The natural antioxidant capacities of yeast cells have been reported in several studies [29,33,58]. Chen et al. [58] reported a higher antioxidant capacity of intact yeast cells than cell extracts. One explanation would be the high content of (1/3)-β-D- glucan and other β-glucans found in the yeast cell wall and, additionally, antioxidant enzymes, such as catalase, superoxide dismutase, and glutathione peroxidase. According to their percentages of antioxidant activity, Gil-Rodríguez et al. [29] classified yeasts into five groups: very low (< 20%), low (20–30%), good (30–40%), very good (40–50%), and excellent (> 50%). Based on this grouping, the yeast isolates in the present study were classified into two levels: three isolates (BB 3-3, Fd 2-6, and Dr 1-5) showed very good activity, and fourteen (Ga 2-10, Ga 3-3, Bf 2-6, Dd 3-4, Fd 2-8, Dr 1-2, BB 3-2, BB 3-7, BB 3-5, BB 1-2, Bf 2-7, Bf 2-4, Dr 1-8, and BB 2-3) showed excellent activity.
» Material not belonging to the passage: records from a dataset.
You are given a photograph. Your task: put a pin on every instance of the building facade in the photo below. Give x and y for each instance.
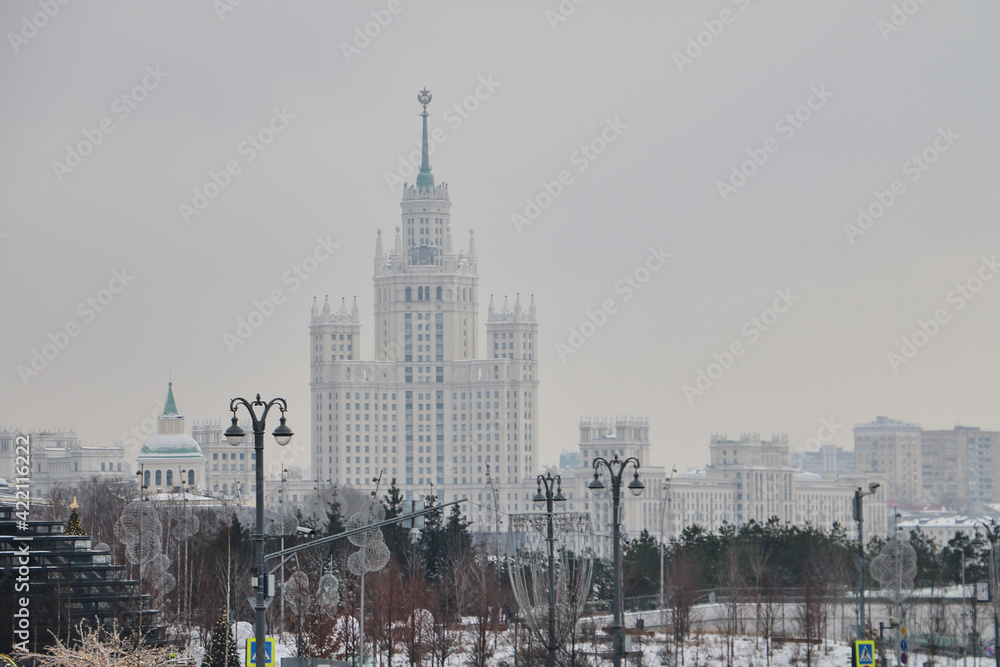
(892, 448)
(60, 457)
(750, 479)
(960, 467)
(428, 410)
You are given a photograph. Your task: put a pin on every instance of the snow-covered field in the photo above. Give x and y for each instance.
(702, 650)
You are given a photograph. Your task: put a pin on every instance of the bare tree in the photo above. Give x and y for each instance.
(484, 609)
(99, 648)
(682, 595)
(731, 578)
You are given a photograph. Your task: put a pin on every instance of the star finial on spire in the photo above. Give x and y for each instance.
(425, 181)
(424, 97)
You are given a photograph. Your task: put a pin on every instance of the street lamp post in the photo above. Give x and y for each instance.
(616, 467)
(992, 531)
(282, 435)
(663, 521)
(859, 517)
(553, 494)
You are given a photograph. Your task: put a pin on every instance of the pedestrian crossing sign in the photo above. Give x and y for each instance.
(864, 653)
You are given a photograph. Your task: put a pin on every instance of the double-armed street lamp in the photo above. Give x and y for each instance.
(992, 532)
(282, 435)
(859, 516)
(553, 494)
(616, 468)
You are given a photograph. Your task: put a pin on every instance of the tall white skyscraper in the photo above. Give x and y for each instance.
(428, 409)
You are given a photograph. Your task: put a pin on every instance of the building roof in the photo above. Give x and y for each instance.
(170, 445)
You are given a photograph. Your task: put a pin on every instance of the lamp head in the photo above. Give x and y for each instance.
(234, 434)
(560, 496)
(636, 486)
(539, 497)
(282, 434)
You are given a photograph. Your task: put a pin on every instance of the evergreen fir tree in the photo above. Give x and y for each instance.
(221, 645)
(74, 527)
(396, 537)
(335, 525)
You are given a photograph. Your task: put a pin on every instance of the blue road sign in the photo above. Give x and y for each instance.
(864, 653)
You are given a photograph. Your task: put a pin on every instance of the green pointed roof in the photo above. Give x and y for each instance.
(170, 408)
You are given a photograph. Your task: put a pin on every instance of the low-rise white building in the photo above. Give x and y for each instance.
(750, 479)
(60, 457)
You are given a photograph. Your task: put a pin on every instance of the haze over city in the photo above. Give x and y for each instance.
(802, 198)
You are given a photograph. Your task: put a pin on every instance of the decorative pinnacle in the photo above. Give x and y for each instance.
(424, 97)
(425, 180)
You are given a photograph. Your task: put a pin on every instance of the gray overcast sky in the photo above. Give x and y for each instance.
(880, 91)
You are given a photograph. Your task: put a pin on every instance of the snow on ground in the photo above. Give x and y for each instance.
(705, 650)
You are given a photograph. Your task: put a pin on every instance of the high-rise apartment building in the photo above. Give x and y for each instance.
(892, 448)
(429, 409)
(959, 467)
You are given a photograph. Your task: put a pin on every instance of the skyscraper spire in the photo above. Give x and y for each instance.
(425, 180)
(170, 408)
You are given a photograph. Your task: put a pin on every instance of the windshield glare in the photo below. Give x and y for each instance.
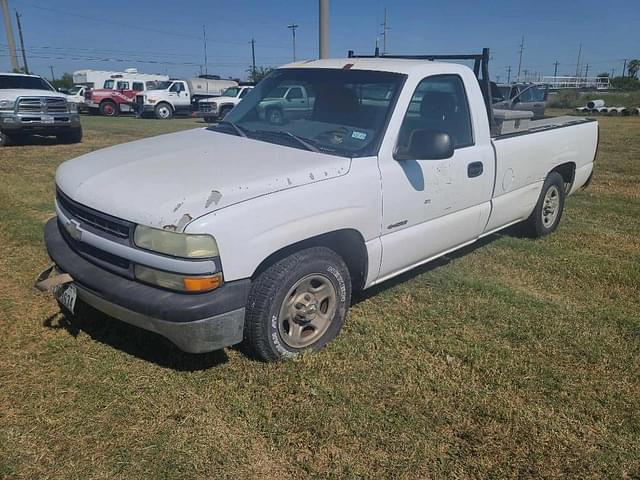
(159, 85)
(231, 92)
(344, 112)
(20, 82)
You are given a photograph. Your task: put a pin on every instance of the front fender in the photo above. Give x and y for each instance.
(249, 232)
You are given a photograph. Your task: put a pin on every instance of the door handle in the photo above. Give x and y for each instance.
(475, 169)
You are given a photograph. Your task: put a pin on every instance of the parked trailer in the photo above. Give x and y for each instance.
(594, 104)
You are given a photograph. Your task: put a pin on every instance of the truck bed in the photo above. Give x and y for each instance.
(512, 122)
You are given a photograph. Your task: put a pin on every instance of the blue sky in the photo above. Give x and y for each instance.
(166, 37)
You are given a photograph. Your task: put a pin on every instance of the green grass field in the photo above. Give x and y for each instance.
(518, 358)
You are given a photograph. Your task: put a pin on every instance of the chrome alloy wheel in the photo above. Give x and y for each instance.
(307, 311)
(550, 206)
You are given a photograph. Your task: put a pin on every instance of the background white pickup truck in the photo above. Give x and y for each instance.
(179, 96)
(258, 231)
(29, 105)
(212, 109)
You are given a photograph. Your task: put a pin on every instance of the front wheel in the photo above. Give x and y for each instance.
(546, 216)
(163, 111)
(297, 304)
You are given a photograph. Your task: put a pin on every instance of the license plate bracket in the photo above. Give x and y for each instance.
(66, 294)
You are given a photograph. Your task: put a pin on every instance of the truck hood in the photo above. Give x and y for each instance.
(169, 180)
(13, 93)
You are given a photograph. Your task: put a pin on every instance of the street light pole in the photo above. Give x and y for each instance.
(293, 27)
(324, 28)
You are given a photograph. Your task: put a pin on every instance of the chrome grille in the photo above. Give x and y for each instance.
(97, 220)
(42, 105)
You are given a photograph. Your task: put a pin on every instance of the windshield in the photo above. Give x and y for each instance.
(23, 82)
(158, 85)
(343, 112)
(231, 92)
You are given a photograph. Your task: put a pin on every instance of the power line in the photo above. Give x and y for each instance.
(520, 61)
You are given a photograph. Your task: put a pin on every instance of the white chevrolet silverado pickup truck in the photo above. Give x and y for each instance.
(259, 232)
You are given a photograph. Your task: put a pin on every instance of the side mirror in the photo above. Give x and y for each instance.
(426, 145)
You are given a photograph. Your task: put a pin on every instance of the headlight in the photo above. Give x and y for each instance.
(7, 104)
(176, 244)
(175, 281)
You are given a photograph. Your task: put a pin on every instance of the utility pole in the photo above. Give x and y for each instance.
(520, 61)
(324, 28)
(385, 30)
(24, 54)
(578, 62)
(10, 40)
(253, 58)
(204, 40)
(293, 27)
From a biotechnological point of view, antimicrobial activity is an essential criterion, since yeast strains could be used in biological controls and food preservation and as promising probiotic candidates with health benefits. Our research revealed that only S.cerevisiae strains showed high antibacterial effects against bacterial pathogens, such as E. coli, L. monocytogenes, S. aureus, S. enteritidis, and S. typhimurium. In another work, Diguță et al. [33] demonstrated the high antibacterial activity of S. cerevisiae BB06 against nine foodborne pathogenic bacteria, namely, Bacillus cereus, Enterococcus faecalis, E. coli, L.monocytogenes, L. ivanovii, Proteus vulgaris, Pseudomonas aeruginosa, and S. aureus. The antimicrobial activities of yeast against pathogens could be due to the competition for nutrients and, simultaneously, the production of organic acids, hydrogen peroxide, and diacetyl. In another study, Adisa et al. [39] reported the antimicrobial activities of S. cerevisiae against Klebsiella spp. and of K. lactis against Pseudomonas spp. and Staphylococcus spp. Fernandez-Pacheco et al. [62] also reported, among 20 yeast isolates, 1 yeast (Diutina rugosa 12) that presented antimicrobial activity against Dekkera bruxellensis and Zygosaccharomyces spp.
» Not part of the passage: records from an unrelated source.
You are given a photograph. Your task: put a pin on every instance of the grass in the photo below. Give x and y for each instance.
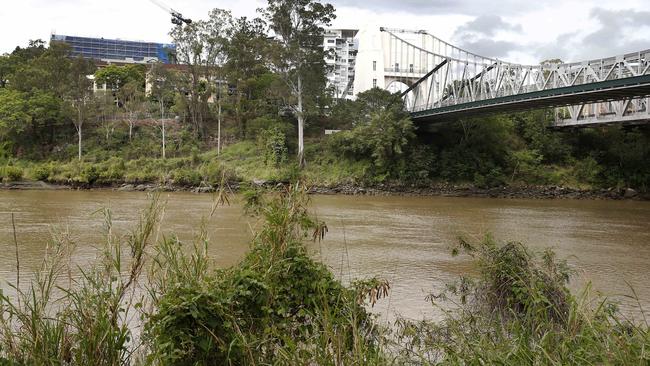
(279, 306)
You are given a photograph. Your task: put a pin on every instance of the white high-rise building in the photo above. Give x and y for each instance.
(342, 46)
(360, 60)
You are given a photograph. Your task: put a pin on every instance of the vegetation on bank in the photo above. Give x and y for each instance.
(234, 107)
(154, 300)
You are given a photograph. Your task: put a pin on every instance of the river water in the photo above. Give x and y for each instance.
(406, 240)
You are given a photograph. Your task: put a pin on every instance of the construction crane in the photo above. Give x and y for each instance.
(177, 18)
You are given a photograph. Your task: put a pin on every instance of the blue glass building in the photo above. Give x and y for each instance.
(117, 50)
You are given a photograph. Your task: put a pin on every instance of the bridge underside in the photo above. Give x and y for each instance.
(610, 90)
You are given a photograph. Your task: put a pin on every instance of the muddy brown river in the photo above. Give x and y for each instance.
(405, 240)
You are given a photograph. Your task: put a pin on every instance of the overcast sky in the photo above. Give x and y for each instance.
(514, 30)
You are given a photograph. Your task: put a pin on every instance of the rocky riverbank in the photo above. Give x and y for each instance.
(448, 190)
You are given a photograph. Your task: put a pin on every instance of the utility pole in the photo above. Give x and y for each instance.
(219, 89)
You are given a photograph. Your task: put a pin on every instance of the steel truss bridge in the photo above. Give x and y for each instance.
(442, 82)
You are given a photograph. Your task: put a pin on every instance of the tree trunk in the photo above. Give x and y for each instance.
(219, 127)
(79, 124)
(79, 140)
(162, 120)
(301, 126)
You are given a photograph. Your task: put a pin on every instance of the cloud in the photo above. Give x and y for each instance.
(618, 32)
(478, 36)
(439, 7)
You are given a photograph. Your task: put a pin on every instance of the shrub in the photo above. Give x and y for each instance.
(186, 177)
(12, 173)
(42, 172)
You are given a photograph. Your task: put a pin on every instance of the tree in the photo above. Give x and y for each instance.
(201, 46)
(14, 119)
(299, 55)
(246, 64)
(116, 77)
(163, 86)
(80, 94)
(132, 99)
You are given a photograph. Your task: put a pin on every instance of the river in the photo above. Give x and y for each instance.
(406, 240)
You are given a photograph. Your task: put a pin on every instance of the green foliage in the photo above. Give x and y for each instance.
(11, 173)
(88, 321)
(115, 77)
(276, 306)
(518, 310)
(186, 177)
(382, 140)
(275, 146)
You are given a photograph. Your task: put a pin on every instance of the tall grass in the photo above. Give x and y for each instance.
(158, 301)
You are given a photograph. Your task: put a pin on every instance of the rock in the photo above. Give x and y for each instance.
(629, 193)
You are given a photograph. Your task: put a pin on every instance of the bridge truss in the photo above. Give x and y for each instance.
(444, 82)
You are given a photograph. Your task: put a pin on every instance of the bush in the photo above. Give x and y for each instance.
(42, 172)
(11, 173)
(187, 177)
(277, 306)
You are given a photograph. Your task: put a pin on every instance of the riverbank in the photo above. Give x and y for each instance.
(276, 291)
(445, 190)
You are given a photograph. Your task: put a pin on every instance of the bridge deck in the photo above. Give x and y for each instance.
(617, 89)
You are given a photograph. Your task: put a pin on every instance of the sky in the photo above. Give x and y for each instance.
(520, 31)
According to the PCA analysis, S. cerevisiae strains (especially Fd 2-6, Dd 3-4, and BB 3-2 strains) were selected as having numerous valuable probiotic properties and could be potential candidates for establishing the high nutraceutical value of Rabilé beer.

5. Conclusions

In this study, 17 yeast strains isolated from traditional Rabilé beer produced in Burkina Faso were identified by molecular methods as S. cerevisiae (14 strains), P. kudriavzevii (2 strains), and R. mucilaginosa (1 strain). Selecting a yeast strain with all the desired probiotic attributes tested proved to be difficult. However, the strains evaluated in this study have many of the essential and critical probiotic characteristics that recommend them for probiotic use. These strains were able to grow at human body temperature (except R. mucilaginosa) and survive in the gastrointestinal tract. Meanwhile, S. cerevisiae strains showed strong antibacterial activities against the pathogens that were used. Additionally, these strains exhibited high antioxidant properties. Furthermore, they showed high percentages of hydrophobicity and strong auto-aggregation abilities, as well as various degrees of co-aggregation with E. coli and with S. enterica serovar Typhimurium. The tested yeast strains revealed no hemolytic activities and can therefore be considered safe. However, the probiotic potentials of R. mucilaginosa and P. kudriavzevii were lower than that of S. cerevisiae. So, taking into account these in vitro probiotic qualities, yeast strains isolated from Rabilé are promising strains and have the potential to be used as probiotic supplements. Further investigation will be performed on molecular aspects, functional attributes (sensibility of antibiotics, enzymatic profiling, and valuable metabolite profiling), and technological properties (preservation for extending the shelf life of final products). Additionally, our probiotic yeast strains with proven multifunctional properties could be useful in the development of functional foods which exhibit various health benefits.